In this extraordinary first collection, Yiyun Li brings us a modern China facing up to a complex history of repression and guilt. In 'Immortality', winner of the Paris Review prize, a young man bears a striking resemblance to the dictator, and so finds a strange kind of calling. In 'Extra', first published in the New Yorker, a Chinese woman, alone in middle age, befriends a young boy who has become an outcast in a remote country school. In their friendship, we see how love can begin to overcome the strictures that dominate their lives.
In turn horrifying and breathtakingly lyrical, Yiyun Li, a new and talented young Chinese writer, confronts the silence that dominated the history of her country, and illuminates how mythology, politics, history and culture intersect with personality. She leaves us with an enduring vision of a country undergoing tremendous change.
Reviews
‘Li’s writing is beautifully spare and controlled.’ The Times
'Yiyun's confidence as a storyteller lends her fiction a traditional air, but there's nothing old fashioned about her perspective…When I've sampled other recent Chinese writing, I've had a sense of western publishers being seduced by the novelty of it all, snapping up authors with dramatic histories and slim talents. Yiyun is the real deal…Yiyun has the talent, the vision and the respect for life's insoluble mysteries to be a truly fine writer. Michel Faber, Guardian
'Great narrative skill…demonstrates that the best way to learn about people in a foreign culture is through good fiction.’ Irish Times
'Li has a remarkable talent for telling the story of the whole of China through apparently insignificant lives.' New Statesman
'These mesmerising stories present a glimpse of modern China more nuanced than any reporter could ever hop to gleam.' Daily Mail
‘Li's moving, engrossing stories are particular in their place…but universal in their themes and their relevance.’ The Observer
'If you have ever wondered what life is like in modern China, but can't afford the airfare and lessons in Mandarin, you should read this book. In fact if you haven't given China a second thought, this is a collection of stories worth reading.’ Impac News
About the author
Yiyun Li grew up in Beijing and came to the United States in 1996. Her debut collection, A Thousand Years of Good Prayers, won the Frank O'Connor International Short Story Award and Guardian First Book Award.

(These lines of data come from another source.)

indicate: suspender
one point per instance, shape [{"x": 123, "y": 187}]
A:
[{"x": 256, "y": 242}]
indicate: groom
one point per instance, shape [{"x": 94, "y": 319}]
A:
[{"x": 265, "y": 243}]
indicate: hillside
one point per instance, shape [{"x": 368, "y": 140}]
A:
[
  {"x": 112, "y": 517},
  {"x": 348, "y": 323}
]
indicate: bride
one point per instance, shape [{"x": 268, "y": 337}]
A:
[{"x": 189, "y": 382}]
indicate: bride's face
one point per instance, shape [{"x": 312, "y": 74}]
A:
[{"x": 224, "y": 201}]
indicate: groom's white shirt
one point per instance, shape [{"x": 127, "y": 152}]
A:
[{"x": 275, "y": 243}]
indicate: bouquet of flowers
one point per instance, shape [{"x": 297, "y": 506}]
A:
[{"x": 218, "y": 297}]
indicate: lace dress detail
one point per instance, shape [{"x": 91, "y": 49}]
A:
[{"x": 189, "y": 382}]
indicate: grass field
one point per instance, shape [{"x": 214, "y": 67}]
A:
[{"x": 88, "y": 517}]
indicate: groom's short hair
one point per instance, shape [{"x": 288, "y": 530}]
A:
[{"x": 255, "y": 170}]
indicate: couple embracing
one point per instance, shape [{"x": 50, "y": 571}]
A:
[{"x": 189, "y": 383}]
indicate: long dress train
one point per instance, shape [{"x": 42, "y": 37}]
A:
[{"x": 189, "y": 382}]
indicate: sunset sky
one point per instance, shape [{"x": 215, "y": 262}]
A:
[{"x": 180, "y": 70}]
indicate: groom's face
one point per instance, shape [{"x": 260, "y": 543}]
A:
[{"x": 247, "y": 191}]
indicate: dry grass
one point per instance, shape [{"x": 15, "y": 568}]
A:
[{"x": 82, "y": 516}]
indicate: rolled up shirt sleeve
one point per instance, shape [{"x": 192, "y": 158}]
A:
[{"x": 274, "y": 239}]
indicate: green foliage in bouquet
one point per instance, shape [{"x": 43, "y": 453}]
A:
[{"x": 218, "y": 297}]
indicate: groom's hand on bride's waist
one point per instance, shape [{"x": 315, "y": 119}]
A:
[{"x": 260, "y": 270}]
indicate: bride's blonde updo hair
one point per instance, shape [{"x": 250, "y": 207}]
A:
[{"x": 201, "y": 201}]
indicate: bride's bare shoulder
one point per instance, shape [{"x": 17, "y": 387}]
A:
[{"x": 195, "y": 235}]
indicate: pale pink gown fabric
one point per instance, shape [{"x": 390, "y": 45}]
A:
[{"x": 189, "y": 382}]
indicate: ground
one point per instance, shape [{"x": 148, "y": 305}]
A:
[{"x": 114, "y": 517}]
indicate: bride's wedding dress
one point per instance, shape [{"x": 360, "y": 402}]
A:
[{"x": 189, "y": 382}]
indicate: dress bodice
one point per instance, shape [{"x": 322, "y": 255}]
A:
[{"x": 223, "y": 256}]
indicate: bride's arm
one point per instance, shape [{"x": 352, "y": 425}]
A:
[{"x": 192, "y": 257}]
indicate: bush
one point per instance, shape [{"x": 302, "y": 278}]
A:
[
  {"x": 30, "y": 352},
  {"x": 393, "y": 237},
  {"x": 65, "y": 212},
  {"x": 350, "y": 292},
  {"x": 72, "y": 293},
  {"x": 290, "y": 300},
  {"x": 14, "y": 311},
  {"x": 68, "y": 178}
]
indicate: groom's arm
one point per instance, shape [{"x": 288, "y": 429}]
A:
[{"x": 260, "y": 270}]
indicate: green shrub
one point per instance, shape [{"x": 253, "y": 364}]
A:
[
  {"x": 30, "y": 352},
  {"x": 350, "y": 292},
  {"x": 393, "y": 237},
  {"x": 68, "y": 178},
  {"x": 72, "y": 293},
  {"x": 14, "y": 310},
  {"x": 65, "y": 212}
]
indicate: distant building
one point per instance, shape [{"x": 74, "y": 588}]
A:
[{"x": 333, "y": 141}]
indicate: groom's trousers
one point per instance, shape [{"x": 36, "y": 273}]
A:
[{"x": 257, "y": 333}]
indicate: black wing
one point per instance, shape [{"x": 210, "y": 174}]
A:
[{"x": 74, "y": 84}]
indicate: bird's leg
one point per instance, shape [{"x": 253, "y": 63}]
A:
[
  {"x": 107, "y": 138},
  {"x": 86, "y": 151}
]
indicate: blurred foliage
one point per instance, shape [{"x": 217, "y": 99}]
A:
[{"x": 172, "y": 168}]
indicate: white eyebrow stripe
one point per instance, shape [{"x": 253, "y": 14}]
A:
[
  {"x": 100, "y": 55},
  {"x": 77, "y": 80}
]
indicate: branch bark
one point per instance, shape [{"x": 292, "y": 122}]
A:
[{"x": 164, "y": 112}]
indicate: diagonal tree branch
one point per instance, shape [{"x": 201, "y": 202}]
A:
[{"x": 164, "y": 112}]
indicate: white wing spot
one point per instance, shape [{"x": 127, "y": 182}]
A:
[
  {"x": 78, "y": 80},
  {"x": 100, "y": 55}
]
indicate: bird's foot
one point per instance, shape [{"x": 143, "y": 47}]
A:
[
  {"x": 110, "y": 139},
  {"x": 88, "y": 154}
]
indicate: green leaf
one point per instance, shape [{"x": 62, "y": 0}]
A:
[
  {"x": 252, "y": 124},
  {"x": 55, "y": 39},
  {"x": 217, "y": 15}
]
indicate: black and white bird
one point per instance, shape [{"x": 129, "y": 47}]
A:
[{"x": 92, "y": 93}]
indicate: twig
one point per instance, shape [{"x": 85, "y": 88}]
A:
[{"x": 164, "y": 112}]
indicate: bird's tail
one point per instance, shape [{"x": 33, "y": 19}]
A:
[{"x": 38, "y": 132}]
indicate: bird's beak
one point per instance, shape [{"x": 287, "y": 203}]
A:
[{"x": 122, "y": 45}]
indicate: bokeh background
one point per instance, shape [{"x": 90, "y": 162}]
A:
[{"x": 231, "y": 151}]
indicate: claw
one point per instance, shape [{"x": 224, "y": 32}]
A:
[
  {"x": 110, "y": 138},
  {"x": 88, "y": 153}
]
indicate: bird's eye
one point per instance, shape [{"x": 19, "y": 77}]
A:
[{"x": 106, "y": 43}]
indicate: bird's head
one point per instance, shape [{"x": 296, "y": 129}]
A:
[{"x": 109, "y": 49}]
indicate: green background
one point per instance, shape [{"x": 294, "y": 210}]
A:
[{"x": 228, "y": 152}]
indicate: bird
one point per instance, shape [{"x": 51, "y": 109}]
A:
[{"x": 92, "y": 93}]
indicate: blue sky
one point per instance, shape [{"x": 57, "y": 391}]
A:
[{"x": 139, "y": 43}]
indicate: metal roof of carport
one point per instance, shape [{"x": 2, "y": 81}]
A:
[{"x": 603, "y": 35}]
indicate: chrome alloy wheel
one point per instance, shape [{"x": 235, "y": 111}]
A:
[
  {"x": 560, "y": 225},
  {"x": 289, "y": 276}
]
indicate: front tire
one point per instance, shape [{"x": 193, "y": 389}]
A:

Her novel, The Vagrants, was shortlisted for Dublin IMPAC Award. Her books have been translated into more than twenty languages. She was selected by Granta as one of the 21 Best Young American Novelists under 35, and was named by The New Yorker as one of the top 20 writers under 40. She lives in Oakland, California with her husband and their two sons.
PUBLISHERS WEEKLY
A beautifully executed debut collection of 10 stories explores the ravages of the Cultural Revolution on modern Chinese, both in China and America. "Extra" portrays the grim plight of Granny Lin, an elderly widow without a pension, whose job as a maid at a boarding school outside Beijing leads to a surprising friendship with one of her young charges, Kang. Li deftly weaves a political message into her human portraits: young Kang, the son of a powerful man and his now "disfavored" first wife, is an "extra" that is, as useless in the new society as Granny Lin has become. A hollowed-out recluse in the collective apartment block of "Death Is Not a Bad Joke If Told the Right Way," Mr. Pang once denounced by his work colleagues as being "a dog son of the evil landlord class" still appears daily at a job where he is no longer even paid, and spends his home life counting grains of rice on his chopsticks. Even the charmed fatherless boy of "Immortality," his face so like Chairman Mao's that he's chosen to be the dictator's impersonator after Mao's death, falls from favor eventually, ending his days as a self-castrated parasite. These are powerful stories that encapsulate tidily epic grief and longing.